Correct way to avoid torch.compile recompilations

What is the correct way to use torch.compile to avoid dynamic shape recompilations or over-specialization?

min_sum = torch.compile((lambda a, b: torch.min(a, b).sum(dim = -1)))

I’m interested in passing in shapes:

  • (192, ) x (192, ) → scalar; (96, ) x (96, ) → scalar
  • (B, N, 1, 192) x (B, 1, N, 192) → (B, N, N); (B, N, 1, 96) x (B, 1, N, 96) → (B, N, N)

Can torch.compile generate kernels which would avoid allocation and computation of the intermediate (B, N, N, 192) tensor?

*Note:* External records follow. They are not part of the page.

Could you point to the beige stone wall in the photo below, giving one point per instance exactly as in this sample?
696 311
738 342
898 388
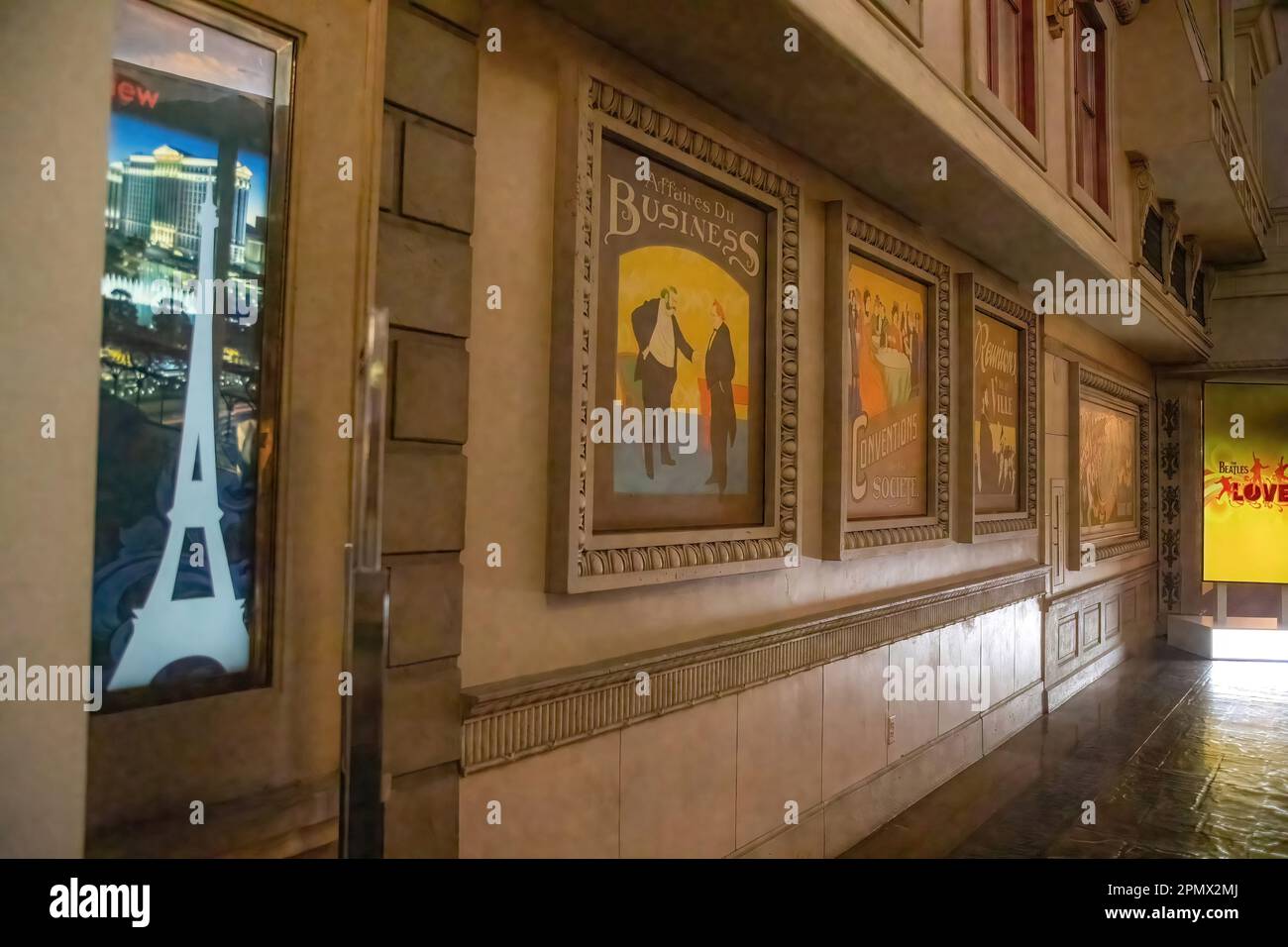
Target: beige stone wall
54 58
423 275
510 625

So basically I need two modes: a static shape mode and a dynamic shape mode (+broadcasting).

Can I express this? How to get the best speed with this?

Ideally, I’m interested both in CPU and CUDA codegen.

Also, if I call this torch.compile(lambda ...) in the code multiple times, will it share the compilation cache between all invokations?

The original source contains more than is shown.